I’m curious to hear thoughts on this. I agree for the most part, I just wish people would see the benefit of choice and be brave enough to try it out.
I’m curious to hear thoughts on this. I agree for the most part, I just wish people would see the benefit of choice and be brave enough to try it out.
“When someone comes to me asking how to get into Linux, they do not need to hear a laundry list of distributions to choose from. When they ask, I don’t want to have to say, something akin to, “You could try Ubuntu, Linux Mint, elementary OS, Zorin OS, or Ubuntu Budgie.””
Ok, so what if I need a car? People will give me a laundry list of car brands to choose from, so I don’t really see that as a valid point. What if I want to buy a pair of shoes? Is there another laundry list? Yes there is.
Just pick something popular, and try it out. If you don’t like it, you’ll have a better idea of the features you want or don’t want in the future.
You mean you DON’T drive a Car brand car, wear Shoes brand shoes and drink this delicious-looking beverage??
There’s also literal 15% food. Better not think about the remaining 85%. Just see what google translate says about “ruoka” (in Finnish) or “mat” (in Swedish).
75% no?
Wolfram aplha is probably just violating some fundamental axioms of mathematics to say the answer is 85. I’m not a mathematician, so who knows.
Well, it’s all about expectations and alternatives. People don’t expect to be overloaded with choices before the OS even boots.
Linux is the only OS on any platform where they have (to make) this choice.
Windows, Mac, Android, iPhone, all of these Systems don’t give you a choice between wildly different versions.
Also, the issue extends to after the installation as well. If someone asks me about a Windows issue of medium intensity, I can tell them on the phone how to fix it without having a PC nearby.
Say they ask me how to do something as simple as to install a program from the repository.
Depending on the Linux they are using, they will (or will not) have any one of a few dozen package manager GUIs, which will work wildly different. Even if they don’t use the GUI, they might be using apt, yum, pacman, snap or any other of a few dozen CLI package managers.
And depending on their distro, the package in question can have one of a few dozen different names, or might not be in the repo at all, so that I need to add a ppa or some other form of external repository.
That is a massive issue in everyday use. The only viable thing is for the local family/friend group admin to decide which distro to use and then everyone needs to use that distro or get educated themselves.
For example, I got a lot of experience (~10 years) on Debian-based OSes. Put me on Arch and I have no clue.
The same is not true for e.g.

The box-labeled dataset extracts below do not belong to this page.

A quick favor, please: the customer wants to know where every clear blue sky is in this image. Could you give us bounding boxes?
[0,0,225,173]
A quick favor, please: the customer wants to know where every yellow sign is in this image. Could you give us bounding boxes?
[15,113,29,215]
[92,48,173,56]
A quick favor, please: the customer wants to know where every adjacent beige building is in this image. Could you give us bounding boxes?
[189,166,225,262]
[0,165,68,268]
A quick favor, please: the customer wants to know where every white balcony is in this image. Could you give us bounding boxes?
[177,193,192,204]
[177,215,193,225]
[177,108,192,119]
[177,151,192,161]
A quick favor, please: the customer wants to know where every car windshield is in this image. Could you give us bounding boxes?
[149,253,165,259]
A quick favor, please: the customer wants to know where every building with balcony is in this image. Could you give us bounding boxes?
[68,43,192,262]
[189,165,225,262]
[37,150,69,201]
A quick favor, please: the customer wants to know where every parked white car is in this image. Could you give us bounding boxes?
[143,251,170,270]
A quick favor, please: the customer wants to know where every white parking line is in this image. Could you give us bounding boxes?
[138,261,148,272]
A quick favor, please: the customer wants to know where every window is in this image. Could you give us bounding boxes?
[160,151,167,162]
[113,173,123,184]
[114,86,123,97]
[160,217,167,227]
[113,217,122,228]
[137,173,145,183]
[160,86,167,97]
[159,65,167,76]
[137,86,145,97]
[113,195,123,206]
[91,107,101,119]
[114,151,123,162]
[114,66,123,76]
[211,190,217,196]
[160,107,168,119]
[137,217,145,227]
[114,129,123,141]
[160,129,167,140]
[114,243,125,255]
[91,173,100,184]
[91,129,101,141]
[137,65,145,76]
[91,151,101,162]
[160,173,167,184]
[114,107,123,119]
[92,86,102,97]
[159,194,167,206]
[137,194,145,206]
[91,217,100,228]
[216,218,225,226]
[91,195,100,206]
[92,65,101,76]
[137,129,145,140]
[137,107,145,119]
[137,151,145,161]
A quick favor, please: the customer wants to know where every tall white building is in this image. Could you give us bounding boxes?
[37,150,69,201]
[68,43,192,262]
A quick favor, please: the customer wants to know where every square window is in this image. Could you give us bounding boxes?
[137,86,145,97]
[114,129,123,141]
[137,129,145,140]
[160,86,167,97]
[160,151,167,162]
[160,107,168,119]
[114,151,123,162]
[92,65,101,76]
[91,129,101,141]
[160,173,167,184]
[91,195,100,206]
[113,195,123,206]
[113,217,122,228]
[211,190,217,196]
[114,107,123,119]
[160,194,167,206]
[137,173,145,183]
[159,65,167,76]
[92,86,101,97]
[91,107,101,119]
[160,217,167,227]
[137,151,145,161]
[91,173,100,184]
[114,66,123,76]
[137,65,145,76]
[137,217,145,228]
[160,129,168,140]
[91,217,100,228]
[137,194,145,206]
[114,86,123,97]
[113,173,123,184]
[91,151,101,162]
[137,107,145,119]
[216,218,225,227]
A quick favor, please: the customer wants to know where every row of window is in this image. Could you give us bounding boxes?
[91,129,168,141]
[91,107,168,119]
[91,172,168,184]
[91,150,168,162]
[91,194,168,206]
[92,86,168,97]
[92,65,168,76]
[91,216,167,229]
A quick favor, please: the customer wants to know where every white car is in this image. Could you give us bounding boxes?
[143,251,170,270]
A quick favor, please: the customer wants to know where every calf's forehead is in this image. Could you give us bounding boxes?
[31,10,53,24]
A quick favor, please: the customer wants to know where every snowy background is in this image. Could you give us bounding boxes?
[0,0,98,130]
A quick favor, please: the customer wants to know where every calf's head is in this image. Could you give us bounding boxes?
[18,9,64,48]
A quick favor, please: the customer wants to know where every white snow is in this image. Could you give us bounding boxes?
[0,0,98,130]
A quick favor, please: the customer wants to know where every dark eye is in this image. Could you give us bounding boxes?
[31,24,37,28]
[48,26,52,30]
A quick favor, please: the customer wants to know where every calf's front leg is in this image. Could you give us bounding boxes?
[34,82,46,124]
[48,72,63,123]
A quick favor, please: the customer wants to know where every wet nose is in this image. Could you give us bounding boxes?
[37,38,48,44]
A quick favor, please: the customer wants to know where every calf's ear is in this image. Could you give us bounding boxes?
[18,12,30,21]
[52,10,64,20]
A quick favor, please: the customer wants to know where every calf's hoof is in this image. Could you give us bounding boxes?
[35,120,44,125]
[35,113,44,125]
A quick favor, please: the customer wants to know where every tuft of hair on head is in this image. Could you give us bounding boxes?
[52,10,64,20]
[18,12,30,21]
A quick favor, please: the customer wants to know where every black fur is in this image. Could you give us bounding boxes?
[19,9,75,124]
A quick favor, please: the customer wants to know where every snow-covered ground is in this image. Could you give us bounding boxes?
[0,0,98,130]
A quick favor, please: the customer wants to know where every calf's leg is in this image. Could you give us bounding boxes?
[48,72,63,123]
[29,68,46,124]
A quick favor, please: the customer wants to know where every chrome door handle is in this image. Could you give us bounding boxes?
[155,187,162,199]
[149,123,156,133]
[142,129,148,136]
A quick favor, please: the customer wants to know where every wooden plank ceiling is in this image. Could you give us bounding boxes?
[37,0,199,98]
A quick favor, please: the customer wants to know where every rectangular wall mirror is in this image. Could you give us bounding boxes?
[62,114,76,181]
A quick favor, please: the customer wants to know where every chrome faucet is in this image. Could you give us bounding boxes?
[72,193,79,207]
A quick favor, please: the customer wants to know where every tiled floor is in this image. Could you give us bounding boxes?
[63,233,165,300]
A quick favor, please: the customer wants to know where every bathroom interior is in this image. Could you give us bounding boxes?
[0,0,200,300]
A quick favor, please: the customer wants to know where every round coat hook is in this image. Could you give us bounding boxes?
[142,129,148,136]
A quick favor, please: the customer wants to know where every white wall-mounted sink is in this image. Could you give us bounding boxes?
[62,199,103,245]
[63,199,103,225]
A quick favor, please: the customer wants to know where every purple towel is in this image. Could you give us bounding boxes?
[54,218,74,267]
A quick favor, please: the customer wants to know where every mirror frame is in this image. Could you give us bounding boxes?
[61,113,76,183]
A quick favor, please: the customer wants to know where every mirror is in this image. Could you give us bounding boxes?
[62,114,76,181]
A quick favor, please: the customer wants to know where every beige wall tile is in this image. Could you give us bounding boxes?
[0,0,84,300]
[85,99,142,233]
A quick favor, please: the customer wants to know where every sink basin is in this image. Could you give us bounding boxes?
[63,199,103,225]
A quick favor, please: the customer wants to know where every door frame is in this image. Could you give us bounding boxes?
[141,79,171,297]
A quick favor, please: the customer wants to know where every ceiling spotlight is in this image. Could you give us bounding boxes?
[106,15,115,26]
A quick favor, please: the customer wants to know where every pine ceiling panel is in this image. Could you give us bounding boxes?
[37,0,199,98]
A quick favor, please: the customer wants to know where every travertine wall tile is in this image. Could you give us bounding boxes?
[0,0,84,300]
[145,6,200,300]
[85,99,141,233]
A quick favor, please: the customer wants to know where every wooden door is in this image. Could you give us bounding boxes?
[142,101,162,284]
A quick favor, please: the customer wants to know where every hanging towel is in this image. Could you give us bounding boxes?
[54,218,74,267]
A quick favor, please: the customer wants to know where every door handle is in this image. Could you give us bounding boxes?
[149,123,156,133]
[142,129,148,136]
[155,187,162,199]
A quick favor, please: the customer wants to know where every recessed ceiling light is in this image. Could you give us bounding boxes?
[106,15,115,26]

Windows, where I have used every single version extensively (except of Win11).
What’s crazy to me is that Linux was out way in front of this. Put me in front of windows back in the aughts and say ‘go install a program’ and you had to google it, hope you clicked the right download link, install it, hope you didn’t get a virus. Ubuntu you just opened up synaptic and bam, there was a wealth of programs you could just install with a single click. It was mind-blowing, and way easier than what everyone else offered.

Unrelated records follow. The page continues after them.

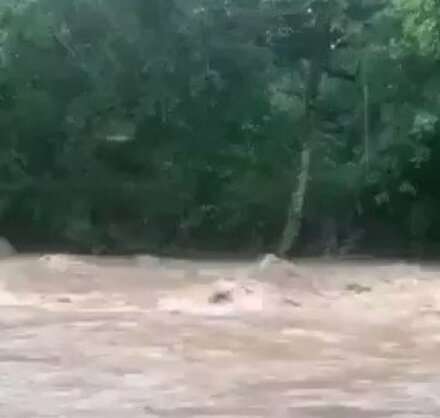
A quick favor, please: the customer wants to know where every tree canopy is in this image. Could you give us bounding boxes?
[0,0,440,255]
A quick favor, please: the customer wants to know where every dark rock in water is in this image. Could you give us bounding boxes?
[345,283,371,293]
[0,237,17,257]
[208,290,233,304]
[283,297,302,308]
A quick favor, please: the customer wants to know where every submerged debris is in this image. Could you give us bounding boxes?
[345,283,372,294]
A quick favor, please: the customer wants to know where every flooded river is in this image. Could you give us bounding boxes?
[0,255,440,418]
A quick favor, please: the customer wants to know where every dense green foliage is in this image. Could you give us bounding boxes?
[0,0,440,253]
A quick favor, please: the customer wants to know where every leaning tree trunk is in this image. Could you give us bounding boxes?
[277,3,330,257]
[278,144,311,257]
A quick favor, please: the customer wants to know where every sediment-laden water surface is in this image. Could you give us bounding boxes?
[0,255,440,418]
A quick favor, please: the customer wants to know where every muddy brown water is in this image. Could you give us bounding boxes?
[0,255,440,418]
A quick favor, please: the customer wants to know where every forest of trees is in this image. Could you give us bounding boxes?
[0,0,440,256]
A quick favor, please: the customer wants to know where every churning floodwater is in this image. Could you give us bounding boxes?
[0,255,440,418]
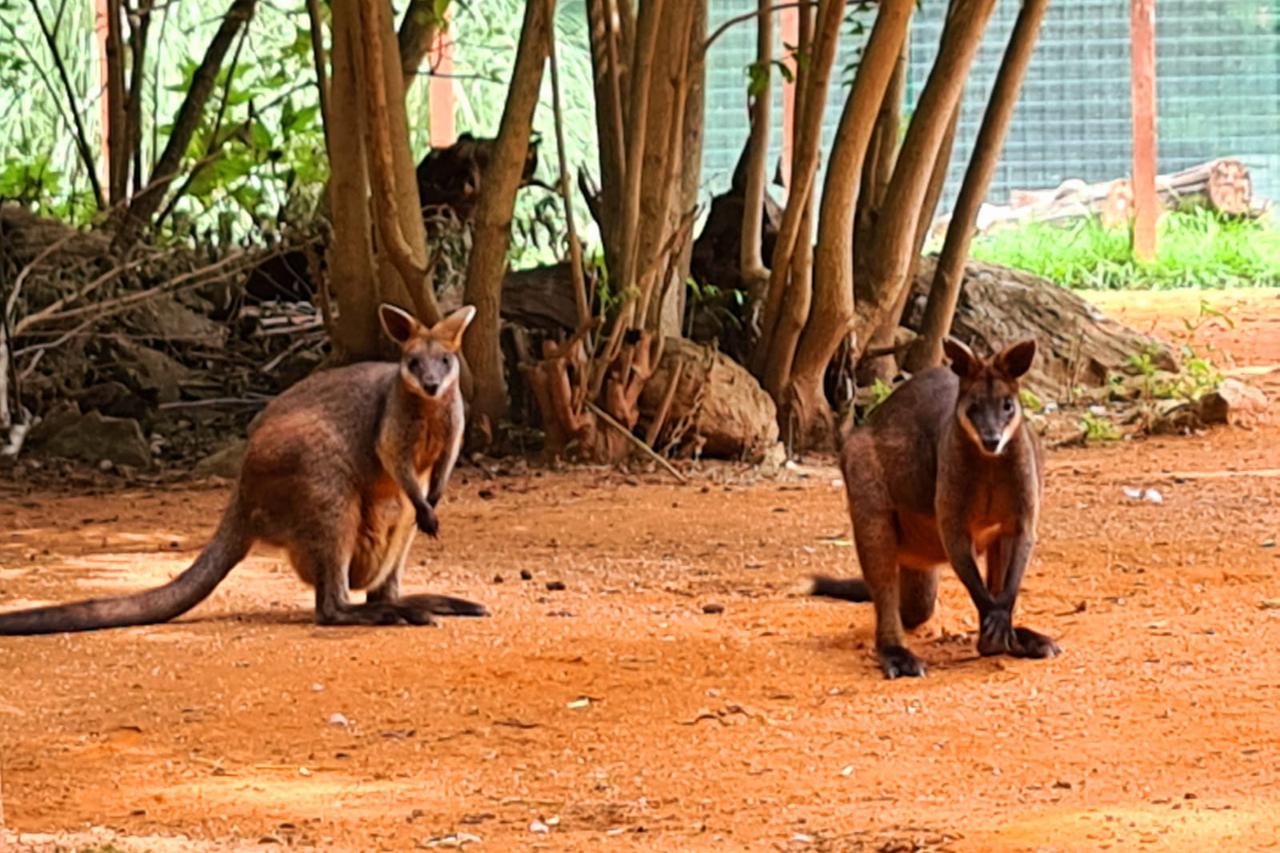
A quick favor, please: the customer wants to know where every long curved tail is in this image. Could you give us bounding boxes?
[0,500,252,635]
[809,575,872,602]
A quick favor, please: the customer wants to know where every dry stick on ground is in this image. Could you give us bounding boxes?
[115,0,257,247]
[906,0,1048,371]
[781,0,914,442]
[739,0,773,306]
[751,0,844,377]
[24,0,108,210]
[586,402,687,483]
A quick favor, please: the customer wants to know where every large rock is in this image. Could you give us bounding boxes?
[640,338,778,462]
[41,411,151,467]
[905,256,1178,400]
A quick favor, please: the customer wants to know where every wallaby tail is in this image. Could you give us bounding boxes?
[0,500,251,635]
[809,575,872,602]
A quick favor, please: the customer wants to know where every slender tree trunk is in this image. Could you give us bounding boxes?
[322,0,381,361]
[106,0,132,206]
[115,0,257,248]
[751,0,844,376]
[783,0,927,446]
[851,0,995,353]
[906,0,1048,370]
[854,95,960,384]
[739,0,773,306]
[463,0,556,428]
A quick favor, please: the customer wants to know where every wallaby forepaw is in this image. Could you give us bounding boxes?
[417,503,440,538]
[1012,628,1062,658]
[978,610,1018,656]
[879,646,924,679]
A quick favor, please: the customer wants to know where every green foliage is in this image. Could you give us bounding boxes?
[973,210,1280,289]
[1080,410,1120,443]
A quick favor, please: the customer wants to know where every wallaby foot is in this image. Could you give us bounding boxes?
[1011,628,1062,658]
[415,503,440,538]
[877,646,924,679]
[399,593,489,616]
[316,599,435,625]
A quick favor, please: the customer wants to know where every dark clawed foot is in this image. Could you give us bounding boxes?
[978,610,1018,656]
[416,503,440,538]
[878,646,924,679]
[316,599,435,626]
[399,593,489,616]
[1011,628,1062,658]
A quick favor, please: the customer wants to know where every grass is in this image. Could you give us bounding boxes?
[973,210,1280,289]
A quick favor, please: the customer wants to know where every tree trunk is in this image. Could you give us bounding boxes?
[849,0,995,355]
[751,0,849,387]
[115,0,257,248]
[463,0,556,429]
[106,0,131,206]
[322,0,381,361]
[783,0,923,447]
[906,0,1048,371]
[739,0,773,311]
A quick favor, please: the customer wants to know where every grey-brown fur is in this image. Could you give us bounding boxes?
[0,305,485,634]
[812,341,1059,678]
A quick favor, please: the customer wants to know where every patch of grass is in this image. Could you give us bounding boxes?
[973,210,1280,289]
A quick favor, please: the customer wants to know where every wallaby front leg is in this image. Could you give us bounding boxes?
[979,529,1061,658]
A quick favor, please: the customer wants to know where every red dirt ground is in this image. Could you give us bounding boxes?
[0,291,1280,850]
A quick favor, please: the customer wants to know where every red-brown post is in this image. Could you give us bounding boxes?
[426,16,458,149]
[1129,0,1160,261]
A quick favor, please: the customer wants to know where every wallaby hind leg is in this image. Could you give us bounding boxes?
[899,566,938,630]
[365,532,489,616]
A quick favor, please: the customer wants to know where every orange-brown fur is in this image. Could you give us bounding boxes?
[0,306,484,634]
[814,341,1057,678]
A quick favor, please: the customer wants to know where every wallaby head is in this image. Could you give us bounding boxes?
[942,338,1036,456]
[378,302,476,398]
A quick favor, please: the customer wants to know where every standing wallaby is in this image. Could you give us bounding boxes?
[812,339,1059,679]
[0,305,485,634]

It’s the typical opensource problem. The advantage of FOSS is that anyone who wants to can create a fork. The problem is that everyone does.

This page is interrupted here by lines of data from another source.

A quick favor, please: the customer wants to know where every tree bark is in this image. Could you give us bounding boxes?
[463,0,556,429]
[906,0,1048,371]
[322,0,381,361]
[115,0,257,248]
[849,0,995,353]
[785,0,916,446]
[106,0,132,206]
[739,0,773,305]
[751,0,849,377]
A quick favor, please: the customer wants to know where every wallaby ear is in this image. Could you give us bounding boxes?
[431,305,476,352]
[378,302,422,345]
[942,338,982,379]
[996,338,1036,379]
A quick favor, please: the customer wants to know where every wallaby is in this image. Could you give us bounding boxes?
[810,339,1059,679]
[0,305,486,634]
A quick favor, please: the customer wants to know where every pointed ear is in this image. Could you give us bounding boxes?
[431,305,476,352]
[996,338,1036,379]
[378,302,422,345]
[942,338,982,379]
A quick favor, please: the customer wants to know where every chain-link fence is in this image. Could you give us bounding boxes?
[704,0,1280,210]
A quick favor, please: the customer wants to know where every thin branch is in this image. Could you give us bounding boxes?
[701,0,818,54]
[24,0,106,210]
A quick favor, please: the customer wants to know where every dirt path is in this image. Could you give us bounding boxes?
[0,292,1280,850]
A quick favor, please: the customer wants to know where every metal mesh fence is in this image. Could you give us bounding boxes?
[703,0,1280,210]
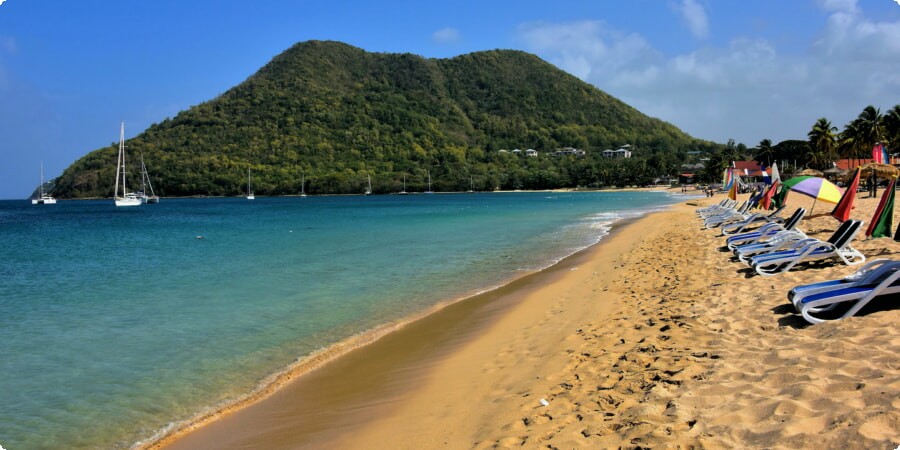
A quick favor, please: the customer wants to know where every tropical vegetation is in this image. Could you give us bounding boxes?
[701,104,900,182]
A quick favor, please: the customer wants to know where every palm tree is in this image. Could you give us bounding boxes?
[838,119,865,166]
[807,117,837,167]
[882,105,900,151]
[856,105,884,149]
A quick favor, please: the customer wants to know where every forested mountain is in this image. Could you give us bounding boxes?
[53,41,717,198]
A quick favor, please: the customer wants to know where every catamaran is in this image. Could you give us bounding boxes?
[399,173,409,195]
[137,153,159,203]
[247,167,256,200]
[31,161,56,205]
[425,170,434,194]
[113,122,141,206]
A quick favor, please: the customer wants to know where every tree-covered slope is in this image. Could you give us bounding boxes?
[54,41,713,198]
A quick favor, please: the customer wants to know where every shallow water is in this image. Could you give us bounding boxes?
[0,192,680,448]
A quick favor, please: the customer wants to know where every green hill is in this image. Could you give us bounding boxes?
[53,41,715,198]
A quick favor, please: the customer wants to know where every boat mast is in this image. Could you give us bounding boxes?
[113,122,125,199]
[119,122,128,197]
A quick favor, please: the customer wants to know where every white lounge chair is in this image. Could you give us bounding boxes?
[750,220,866,276]
[788,260,900,324]
[725,208,806,250]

There are dozens of rivaling systems that do the exact same thing a slightly different way with a completely different user experience.
That description sounds a lot like fixing a car or trying to operate it.
How do I turn on the windshield wipers? Oh that depends on the brand. You need to find that thing that’s usually on the right, but in some cars it’s on the left. Then you need to press, pull, turn or twist it clockwise or counterclockwise depending on stuff…
How do I replace the left headlight? Could be easy, could be a nightmare. Depends on so many things.
That’s kinda true, but because of that reason you need to take more than 40h of lessions (at least over here) and two tests before you are allowed to operate a car.
When you then buy a car, the salesman takes about an hour to show you everything you need to know about your car, and the car gets delivered with a pretty well-written 500+ page manual that tells you everything you need to know about operating and maintaining it.
The same is not true for operating systems in general and Linux distros specifically. There you get no course at all, nobody that shows you anything and all your resources are Google and toxic online communities where you get called names for asking questions. Makes it much harder for beginners to get into it.